Background and aims Soil phosphorus (P) availability is a key factor determining primary productivity in forest ecosystems in arid and semiarid regions. Under P deficient conditions, phoD -harboring microorganisms secrete alkaline phosphatase, improving P bioavailability. However, their roles in aging plantations of leguminous trees is still unclear. Methods Soil samples were collected from 8-, 18-, and 30-year-old stands of a Robinia pseudoacacia afforestation of degraded agricultural land.
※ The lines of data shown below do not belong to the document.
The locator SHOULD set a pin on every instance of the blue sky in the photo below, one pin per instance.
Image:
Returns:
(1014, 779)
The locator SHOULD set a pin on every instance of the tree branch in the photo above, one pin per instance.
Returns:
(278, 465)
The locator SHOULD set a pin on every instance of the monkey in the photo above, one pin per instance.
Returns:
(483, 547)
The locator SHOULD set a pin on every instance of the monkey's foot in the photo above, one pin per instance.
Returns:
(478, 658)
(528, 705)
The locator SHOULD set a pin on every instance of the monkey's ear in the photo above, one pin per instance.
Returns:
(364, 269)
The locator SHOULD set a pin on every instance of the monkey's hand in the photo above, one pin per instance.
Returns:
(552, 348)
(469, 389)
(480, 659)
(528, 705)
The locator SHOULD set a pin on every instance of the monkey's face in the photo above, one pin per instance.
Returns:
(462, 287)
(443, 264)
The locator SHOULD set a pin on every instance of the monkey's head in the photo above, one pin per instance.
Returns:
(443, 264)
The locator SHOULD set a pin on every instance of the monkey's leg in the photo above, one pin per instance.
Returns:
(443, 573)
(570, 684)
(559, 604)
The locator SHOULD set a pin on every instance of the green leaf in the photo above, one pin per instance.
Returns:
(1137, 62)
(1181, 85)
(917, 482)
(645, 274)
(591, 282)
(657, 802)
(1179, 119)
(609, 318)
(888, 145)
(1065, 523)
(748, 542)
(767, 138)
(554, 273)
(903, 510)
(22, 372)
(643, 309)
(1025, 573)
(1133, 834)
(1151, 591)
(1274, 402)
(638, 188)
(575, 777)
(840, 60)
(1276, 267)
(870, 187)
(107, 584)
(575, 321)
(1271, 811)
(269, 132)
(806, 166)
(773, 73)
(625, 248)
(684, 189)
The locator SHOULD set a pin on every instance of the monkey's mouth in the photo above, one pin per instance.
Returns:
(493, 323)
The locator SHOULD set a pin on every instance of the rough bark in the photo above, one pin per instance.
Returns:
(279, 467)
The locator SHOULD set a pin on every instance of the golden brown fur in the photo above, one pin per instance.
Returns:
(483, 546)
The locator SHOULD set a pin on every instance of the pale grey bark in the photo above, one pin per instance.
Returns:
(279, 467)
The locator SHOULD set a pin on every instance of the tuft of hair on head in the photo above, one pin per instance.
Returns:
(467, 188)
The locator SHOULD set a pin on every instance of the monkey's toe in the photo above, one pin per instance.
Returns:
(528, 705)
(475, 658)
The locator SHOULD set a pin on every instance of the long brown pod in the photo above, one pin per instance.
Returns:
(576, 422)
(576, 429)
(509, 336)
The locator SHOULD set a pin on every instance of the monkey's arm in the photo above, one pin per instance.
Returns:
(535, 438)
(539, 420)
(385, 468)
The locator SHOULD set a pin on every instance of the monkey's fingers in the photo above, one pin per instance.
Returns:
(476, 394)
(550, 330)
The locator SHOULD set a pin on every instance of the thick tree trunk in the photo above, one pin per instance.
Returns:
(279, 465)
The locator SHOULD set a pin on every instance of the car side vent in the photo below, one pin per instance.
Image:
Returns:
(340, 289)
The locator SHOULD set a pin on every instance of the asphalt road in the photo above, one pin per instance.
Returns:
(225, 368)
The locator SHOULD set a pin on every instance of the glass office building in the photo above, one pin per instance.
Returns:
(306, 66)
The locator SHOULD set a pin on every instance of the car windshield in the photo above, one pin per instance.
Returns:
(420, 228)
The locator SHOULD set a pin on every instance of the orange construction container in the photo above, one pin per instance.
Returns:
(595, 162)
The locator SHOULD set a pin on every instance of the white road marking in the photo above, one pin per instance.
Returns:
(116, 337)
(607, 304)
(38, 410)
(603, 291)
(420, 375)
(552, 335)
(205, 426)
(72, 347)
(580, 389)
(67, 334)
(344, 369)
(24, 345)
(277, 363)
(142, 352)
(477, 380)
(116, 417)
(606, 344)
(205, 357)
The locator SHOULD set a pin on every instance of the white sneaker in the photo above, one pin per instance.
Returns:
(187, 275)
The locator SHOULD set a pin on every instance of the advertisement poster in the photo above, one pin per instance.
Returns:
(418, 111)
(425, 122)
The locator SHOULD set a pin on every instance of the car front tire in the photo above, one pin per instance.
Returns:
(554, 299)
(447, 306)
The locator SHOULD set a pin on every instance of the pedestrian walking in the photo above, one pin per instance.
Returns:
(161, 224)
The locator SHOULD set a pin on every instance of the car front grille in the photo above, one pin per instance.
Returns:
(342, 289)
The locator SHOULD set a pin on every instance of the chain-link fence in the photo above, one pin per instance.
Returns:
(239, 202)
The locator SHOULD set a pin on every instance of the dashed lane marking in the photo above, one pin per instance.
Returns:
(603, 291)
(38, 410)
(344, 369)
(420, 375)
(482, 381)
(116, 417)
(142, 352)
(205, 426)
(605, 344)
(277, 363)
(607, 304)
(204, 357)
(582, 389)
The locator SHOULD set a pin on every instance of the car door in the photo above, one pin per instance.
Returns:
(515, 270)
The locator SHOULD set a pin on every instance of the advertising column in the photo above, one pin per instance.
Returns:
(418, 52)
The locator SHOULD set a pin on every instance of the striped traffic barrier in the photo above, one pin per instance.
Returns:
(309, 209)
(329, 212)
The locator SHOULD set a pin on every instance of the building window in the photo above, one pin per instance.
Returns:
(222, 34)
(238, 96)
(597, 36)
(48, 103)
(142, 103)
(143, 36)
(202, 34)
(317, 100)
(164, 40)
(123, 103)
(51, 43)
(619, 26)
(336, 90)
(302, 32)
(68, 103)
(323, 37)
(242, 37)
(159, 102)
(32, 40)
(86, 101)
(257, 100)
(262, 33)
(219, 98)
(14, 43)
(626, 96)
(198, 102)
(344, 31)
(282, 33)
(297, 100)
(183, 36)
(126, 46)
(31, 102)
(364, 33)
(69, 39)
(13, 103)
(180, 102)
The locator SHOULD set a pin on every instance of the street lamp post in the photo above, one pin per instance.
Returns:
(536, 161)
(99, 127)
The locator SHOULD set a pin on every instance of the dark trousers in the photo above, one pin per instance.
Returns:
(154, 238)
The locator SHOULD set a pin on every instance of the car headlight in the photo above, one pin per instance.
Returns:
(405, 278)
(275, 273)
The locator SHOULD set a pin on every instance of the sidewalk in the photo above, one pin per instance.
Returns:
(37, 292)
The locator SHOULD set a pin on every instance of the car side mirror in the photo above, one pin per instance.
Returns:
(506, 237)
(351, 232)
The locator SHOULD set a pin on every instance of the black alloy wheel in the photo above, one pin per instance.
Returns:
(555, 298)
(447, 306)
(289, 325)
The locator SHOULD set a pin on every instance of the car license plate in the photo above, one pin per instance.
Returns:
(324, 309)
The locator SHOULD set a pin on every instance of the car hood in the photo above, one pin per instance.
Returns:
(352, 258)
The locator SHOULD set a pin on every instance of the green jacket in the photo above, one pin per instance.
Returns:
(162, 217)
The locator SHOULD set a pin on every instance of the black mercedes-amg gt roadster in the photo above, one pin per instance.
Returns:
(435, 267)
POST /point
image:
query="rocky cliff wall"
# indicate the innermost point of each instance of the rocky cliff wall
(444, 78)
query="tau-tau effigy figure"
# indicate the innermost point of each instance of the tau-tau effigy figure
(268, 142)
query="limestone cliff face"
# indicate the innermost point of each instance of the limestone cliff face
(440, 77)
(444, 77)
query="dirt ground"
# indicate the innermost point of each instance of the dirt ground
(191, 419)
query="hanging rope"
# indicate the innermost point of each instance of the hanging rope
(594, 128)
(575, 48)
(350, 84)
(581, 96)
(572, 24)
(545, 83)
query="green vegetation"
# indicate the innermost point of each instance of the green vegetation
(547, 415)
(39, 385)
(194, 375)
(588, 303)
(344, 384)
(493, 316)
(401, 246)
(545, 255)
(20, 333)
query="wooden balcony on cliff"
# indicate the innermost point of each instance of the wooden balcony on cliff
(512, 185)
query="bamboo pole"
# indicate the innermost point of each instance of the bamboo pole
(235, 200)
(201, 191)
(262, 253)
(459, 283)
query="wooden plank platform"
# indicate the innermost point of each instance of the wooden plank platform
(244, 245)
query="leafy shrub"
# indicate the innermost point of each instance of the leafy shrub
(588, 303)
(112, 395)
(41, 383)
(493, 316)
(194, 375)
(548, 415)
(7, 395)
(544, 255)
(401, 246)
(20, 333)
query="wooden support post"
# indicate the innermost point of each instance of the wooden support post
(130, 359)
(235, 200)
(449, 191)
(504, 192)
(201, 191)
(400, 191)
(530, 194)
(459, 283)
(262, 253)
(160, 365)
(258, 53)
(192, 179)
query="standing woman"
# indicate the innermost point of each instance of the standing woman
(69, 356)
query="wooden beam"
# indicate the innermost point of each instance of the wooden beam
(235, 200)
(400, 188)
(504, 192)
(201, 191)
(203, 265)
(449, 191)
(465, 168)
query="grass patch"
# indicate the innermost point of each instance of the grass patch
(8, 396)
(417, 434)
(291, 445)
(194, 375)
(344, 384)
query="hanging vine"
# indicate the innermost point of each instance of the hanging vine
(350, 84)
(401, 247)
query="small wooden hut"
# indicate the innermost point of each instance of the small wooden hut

Soil P fractions, alkaline phosphatase activity, phoD gene abundance, and bacterial community structure were determined. An experiment with P addition in pots with tree seedlings was set up to check for short-term P transformation processes. Results Soil inorganic P (Pi) and organic P (Po) in R. pseudoacacia afforestation stands mainly existed as stable Pi (NaOH-Pi) and moderately easily available Po (HCl-Po). The contents of all these soil P fractions except for HCl-Pi decreased with stand age, while alkaline phosphatase activity increased. Structural equation modelling (SEM) revealed that soil organic carbon (SOC), available phosphorus (AP) and labile-Po contents mediated the community composition, α diversity or abundance of phoD genes, thereby affecting alkaline phosphatase activity. SOC showed the strongest positive effect on alkaline phosphatase activity. The P addition experiment suggests that alkaline phosphatase activity was mainly regulated via soil C:P stoichiometry. Conclusion SOC appears to be an important regulator of Po turnover in P deficient soils via phoD gene-harboring microbes.